Combien de fois d’ailleurs ne voit-on pas la destruction organisée dans nos villes, sans qu’il y ait eu même l’ombre d’un prétexte ? Ainsi à Troyes, n’a-t-on pas mieux aimé détruire la charmante chapelle de la Passion, au couvent des Cordeliers, changé en prison, et puis en reconstruire une nouvelle, que de conserver l’ancienne pour l’usage de la prison ? Ainsi à Paris, peut-on concevoir une opération plus ridicule que ce renouvellement de la grille de la Place-Royale, que la presse a déjà si généralement, mais si inutilement blâmée ? Mêlé à cette affaire par les protestations inutiles que j’ai été chargé d’élever en commun avec M. Du Sommerard et M. Taylor, à l’appui des argumens sans réplique, des calculs approfondis et consciencieux de M. Victor Hugo, j’ai pu voir de près tout ce qu’il y a encore de haine aveugle du passé, de considérations mesquines, d’ignorance volontaire et intéressée, dans la conduite des travaux d’art sur le plus beau théâtre du monde actuel. Cette vieille grille avait en elle-même bien peu de valeur artistique ; mais elle représentait un principe, celui de la conservation. Et les mêmes hommes qui se sont ainsi obstinés à affubler la Place-Royale d’une grille dont on n’avait nul besoin, ne rougissent pas de l’état ignominieux où se trouve Notre-Dame, par suite de l’absence de cette grille indispensable qu’on leur demande depuis sept années ! Peu leur importe, en vérité, que la cathédrale de Paris soit une borne à immondices, comme le dit avec tant de raison le rapport du comité des arts au ministre. Ils trouvent de l’argent en abondance pour planter un anachronisme au milieu de la plus curieuse place de Paris, et ils n’ont pas un centime à donner pour préserver de mutilations quotidiennes, d’outrages indicibles, la métropole du pays ; pour fermer cet horrible cloaque qui est pour Paris et la France entière, pour la population et surtout pour l’administration municipale, une flétrissure sans nom comme sans exemple en Europe[1].

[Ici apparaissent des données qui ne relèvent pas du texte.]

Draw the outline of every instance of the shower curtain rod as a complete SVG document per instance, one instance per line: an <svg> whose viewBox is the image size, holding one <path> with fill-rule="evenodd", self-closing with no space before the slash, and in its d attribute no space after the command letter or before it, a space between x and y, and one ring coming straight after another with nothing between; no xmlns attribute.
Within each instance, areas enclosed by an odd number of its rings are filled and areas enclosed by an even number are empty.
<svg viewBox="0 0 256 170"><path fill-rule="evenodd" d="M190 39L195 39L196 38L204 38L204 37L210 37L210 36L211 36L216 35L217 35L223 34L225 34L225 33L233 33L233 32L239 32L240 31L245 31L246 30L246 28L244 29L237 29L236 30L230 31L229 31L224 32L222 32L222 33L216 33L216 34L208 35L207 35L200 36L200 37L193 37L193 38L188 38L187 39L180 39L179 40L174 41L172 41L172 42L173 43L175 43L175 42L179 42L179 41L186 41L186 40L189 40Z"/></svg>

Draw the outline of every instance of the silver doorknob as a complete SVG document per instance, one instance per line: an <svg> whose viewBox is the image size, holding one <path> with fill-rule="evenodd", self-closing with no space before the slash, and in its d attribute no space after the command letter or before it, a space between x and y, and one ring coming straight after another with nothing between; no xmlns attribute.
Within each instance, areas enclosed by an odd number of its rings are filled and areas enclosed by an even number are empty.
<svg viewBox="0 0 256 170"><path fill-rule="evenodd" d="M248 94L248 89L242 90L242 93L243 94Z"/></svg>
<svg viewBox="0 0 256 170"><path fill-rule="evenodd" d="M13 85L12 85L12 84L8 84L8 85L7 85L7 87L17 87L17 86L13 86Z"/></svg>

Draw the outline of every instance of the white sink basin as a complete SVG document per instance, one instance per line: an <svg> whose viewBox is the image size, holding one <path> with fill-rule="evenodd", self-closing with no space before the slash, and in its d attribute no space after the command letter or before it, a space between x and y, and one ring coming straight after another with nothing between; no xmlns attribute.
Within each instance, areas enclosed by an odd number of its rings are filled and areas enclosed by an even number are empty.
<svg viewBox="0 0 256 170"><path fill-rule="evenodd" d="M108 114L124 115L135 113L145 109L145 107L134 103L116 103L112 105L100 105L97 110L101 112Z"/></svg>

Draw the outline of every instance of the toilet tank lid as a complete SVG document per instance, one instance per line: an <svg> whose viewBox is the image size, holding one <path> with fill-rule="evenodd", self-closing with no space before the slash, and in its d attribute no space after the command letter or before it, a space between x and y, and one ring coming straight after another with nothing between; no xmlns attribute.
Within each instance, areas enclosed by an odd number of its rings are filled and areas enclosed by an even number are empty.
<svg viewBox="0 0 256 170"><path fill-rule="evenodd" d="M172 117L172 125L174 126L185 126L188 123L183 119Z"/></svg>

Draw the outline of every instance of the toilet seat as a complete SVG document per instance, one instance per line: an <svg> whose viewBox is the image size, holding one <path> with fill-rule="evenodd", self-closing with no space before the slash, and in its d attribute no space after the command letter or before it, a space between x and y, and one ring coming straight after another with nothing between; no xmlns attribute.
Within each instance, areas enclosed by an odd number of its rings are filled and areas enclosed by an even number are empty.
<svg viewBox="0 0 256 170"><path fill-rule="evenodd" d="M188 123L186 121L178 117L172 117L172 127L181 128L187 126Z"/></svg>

Lorsque l’on voit sortir des exemples pareils du sein de la capitale, c’est à peine si l’on se sent le courage de s’indigner contre les actes des municipalités subalternes : toutefois il peut être bon de les signaler. Disons donc qu’à Laon, cette immense cathédrale, trop sévèrement jugée, ce nous semble, par M. Vitet[2], l’une des plus vastes et des plus anciennes de France, si belle par sa position unique, par ses quatre tours merveilleusement transparentes, par le symbolisme trinitaire de son abside carré, par le nombre prodigieux

  1. En 1837, lors de la discussion, à la chambre des pairs, sur la cession du terrain de l’archevêché à la ville, on éleva quelques objections sur cette cession à titre gratuit. Il fut répondu que l’état était suffisamment dédommagé par l’obligation que contractait la ville d’entourer ce terrain d’une grille ! On voit comme cette obligation a été bien remplie.
  2. Page 58 de son rapport au ministre.